Distributed Machine Learning in IoT: Accounting for Heterogeneity and Scalability
Speaker: Tianyi Chen
Time and Date: 9:30-10:30 am, November 15, 2018
Place: Room B415 of Computing Center Building, Handan Campus, Fudan University
Abstract:
Internet-of-Things (IoT) envisions an intelligent infrastructure of networked smart devices offering task-specific monitoring and control services. To meet the low-latency and privacy-preserving requirements of IoT applications, machine learning tasks need to be performed on IoT devices. However, the unique features of IoT such as heterogeneity and massive number of devices prevent successful implementation of existing centralized learning schemes in IoT settings. In this context, the nascent field of distributed machine learning or federated learning explores training statistical models over massive number of IoT devices. This talk will highlight the key challenges in distributed machine learning, including high communication overhead, stragglers, and fault tolerance. By marrying systems-level considerations and advanced optimization techniques, we will introduce novel distributed machine learning schemes with order-of-magnitude speedups for solving supervised and reinforcement learning tasks on IoT devices.
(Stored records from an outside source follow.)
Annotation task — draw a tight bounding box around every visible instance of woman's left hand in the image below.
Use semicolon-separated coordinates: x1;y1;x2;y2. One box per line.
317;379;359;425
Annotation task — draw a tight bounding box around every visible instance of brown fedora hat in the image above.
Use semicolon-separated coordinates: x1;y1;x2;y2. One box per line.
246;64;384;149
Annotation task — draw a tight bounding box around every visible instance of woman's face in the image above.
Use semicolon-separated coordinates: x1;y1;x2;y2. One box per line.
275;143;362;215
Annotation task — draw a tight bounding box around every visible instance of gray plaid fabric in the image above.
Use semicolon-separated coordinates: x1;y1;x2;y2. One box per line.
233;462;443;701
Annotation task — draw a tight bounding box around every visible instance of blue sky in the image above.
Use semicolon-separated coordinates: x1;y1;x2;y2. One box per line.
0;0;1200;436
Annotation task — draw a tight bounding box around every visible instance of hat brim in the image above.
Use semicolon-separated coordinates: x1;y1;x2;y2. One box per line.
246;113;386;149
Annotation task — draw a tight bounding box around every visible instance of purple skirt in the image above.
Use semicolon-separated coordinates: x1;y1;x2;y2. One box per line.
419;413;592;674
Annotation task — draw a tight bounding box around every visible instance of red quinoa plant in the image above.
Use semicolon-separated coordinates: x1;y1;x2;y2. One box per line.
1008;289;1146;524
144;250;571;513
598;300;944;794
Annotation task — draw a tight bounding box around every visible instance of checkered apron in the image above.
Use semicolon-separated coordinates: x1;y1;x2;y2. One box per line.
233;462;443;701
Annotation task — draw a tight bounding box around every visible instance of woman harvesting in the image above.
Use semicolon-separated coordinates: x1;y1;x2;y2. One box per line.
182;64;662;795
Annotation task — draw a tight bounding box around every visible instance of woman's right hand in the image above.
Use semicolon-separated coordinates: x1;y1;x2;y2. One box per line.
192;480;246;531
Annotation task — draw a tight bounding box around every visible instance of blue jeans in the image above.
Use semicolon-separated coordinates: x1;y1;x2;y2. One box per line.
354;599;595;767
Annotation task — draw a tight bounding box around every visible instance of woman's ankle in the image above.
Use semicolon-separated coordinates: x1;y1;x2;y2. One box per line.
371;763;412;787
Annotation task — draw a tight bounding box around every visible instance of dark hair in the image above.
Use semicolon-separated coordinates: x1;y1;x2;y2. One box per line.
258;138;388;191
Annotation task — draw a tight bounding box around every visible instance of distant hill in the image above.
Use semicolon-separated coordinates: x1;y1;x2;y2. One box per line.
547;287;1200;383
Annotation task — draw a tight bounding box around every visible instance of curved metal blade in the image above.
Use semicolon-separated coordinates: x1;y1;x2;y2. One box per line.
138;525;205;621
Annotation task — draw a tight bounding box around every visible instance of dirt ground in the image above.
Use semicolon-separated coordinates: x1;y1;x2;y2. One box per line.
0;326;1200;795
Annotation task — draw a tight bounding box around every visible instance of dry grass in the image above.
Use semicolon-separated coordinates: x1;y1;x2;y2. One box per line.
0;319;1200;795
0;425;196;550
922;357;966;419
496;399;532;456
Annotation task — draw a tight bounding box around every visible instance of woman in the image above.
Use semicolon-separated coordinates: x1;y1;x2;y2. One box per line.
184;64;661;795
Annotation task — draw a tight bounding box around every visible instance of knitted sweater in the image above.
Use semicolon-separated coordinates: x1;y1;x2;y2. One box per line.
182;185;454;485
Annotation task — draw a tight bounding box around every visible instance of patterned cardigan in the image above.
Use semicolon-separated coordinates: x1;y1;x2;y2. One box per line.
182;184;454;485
We corroborate impressive empirical results with theoretical guarantees to give further insight of our algorithmic design.
Biography:
Tianyi Chen received the B. Eng. degree in Communication Science and Engineering from Fudan University, and the M.Sc. degree in Electrical and Computer Engineering (ECE) from the University of Minnesota (UMN), in 2014 and 2016, respectively. Since July 2016, he has been working toward his Ph.D. degree at UMN. His research interests lie in machine learning and large-scale optimization with applications to communication systems, energy systems, and Internet-of-Things. He was in the Best Student Paper Award finalist of the Asilomar Conference on Signals, Systems, and Computers. He received the National Scholarship from China in 2013, UMN ECE Department Fellowship in 2014, and the UMN Doctoral Dissertation Fellowship in 2017.